Nowadays, this process has been simplified by semi-automatic solutions based on timetable generation applications (e.g. Open Course Timetabler). A timetable management system is designed and created to handle as much course data as fed while ensuring the avoidance of redundancy. An educational timetable must meet a number of requirements and should satisfy the desires of all entities involved simultaneously as well as possible. The timing of events must be such that nobody has more than one event at the same time (Robertus, 2002).
The proposed timetabling system is designed to handle events of course lectures offered at a university (university course timetabling).
Based on the above event, the system would have only one module which is the Course Lecture Timetable Module.
1.2. STATEMENT OF THE PROBLEM
The systems available currently can build or generate a set of timetables, but still have issues with generating a clash-free and complete timetable. The tedious tasks of data introduction and revision of usually incomplete solutions are the bottleneck in these cases (Luisa et. al., 2006). Most educational institutions have resorted to manual generation of their timetables which according to statistics takes over a month to get completed and optimal. Even at the optimal stage of the manually generated timetable, there are still a few clashes and it is the lecturer that takes a clashing course that works out the logistics of the course so as to avoid the clash.
1.3. AIM AND OBJECTIVES OF RESEARCH
The literature on and implementation of educational timetabling problems is quite scattered. Different research papers that have been brought out on timetabling may refer to the same type of institution but they mostly deal with different kinds of assignments, i.e., decisions like the timing of events, sectioning students into groups, or assigning events to locations. Moreover, each institution has its own characteristics which are reflected in the problem definition (Robertus, 2002). Yet, there have been no leveling grounds for developing a system that can work for most of these institutions.
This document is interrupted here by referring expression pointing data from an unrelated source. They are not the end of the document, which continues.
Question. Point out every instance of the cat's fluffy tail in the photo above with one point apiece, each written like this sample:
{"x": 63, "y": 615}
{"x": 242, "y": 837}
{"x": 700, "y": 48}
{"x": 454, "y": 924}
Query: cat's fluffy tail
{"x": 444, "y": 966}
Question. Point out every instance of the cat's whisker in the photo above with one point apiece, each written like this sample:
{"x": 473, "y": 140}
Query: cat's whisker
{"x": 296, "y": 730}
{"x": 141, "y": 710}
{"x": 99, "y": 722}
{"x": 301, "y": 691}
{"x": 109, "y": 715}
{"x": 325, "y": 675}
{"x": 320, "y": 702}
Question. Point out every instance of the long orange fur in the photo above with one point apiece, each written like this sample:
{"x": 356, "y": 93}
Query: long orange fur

The aim of this work is the generation of course schedules while demonstrating the possibility of building these schedules automatically through the use of computers in such a way that they are optimal and complete with little or no redundancy through the development of a viable lecture timetabling software.
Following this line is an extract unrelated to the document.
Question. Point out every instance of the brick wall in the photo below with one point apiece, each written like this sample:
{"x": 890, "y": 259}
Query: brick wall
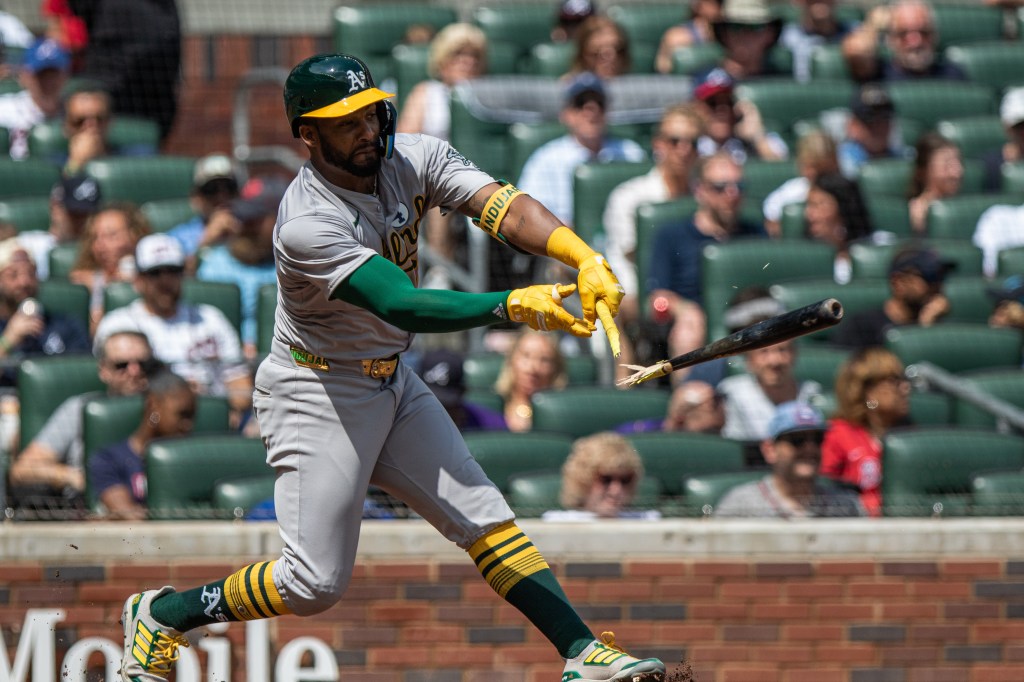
{"x": 735, "y": 621}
The primary objective is to be able to optimize the algorithm used in today’s timetable systems to generate the best of timetabling data with fewer or no clashes.
The secondary objective is to expand the scope of timetable automation systems by making it generic thereby bringing about uniformity in the creation of timetables as it applies to different universities or educational institutions i.e. will be able to generate timetables that fit the requirements of any academic institution.
1.4. RESEARCH METHODOLOGY
This research is concerned with the problem of constructing timetables for schools. School timetable construction problems are interesting objects to study because neither modeling nor solving them is straightforward. It is difficult to make a clear-cut distinction between acceptable and not acceptable timetables. Because of the large diversity in acceptance criteria, realistic timetable construction problems are multidimensional. Each dimension may introduce its own characteristic aspects that add to the complexity of the problem. Therefore, only heuristic solution approaches without known performance guarantees are practically feasible (Robertus , 2002).
As a result of the large data input a timetable management system is supposed to handle, a linear method or algorithm cannot be employed to handle such validation and generation, hence the usage of a heuristic method. The heuristic method to be used in this study is the genetic algorithm. The genetic algorithm is one that seeks to find the most optimal solutions where the search space is great and conventional methods is inefficient.; it works on a basis of the Darwinian evolution theory (Alberto, 1992).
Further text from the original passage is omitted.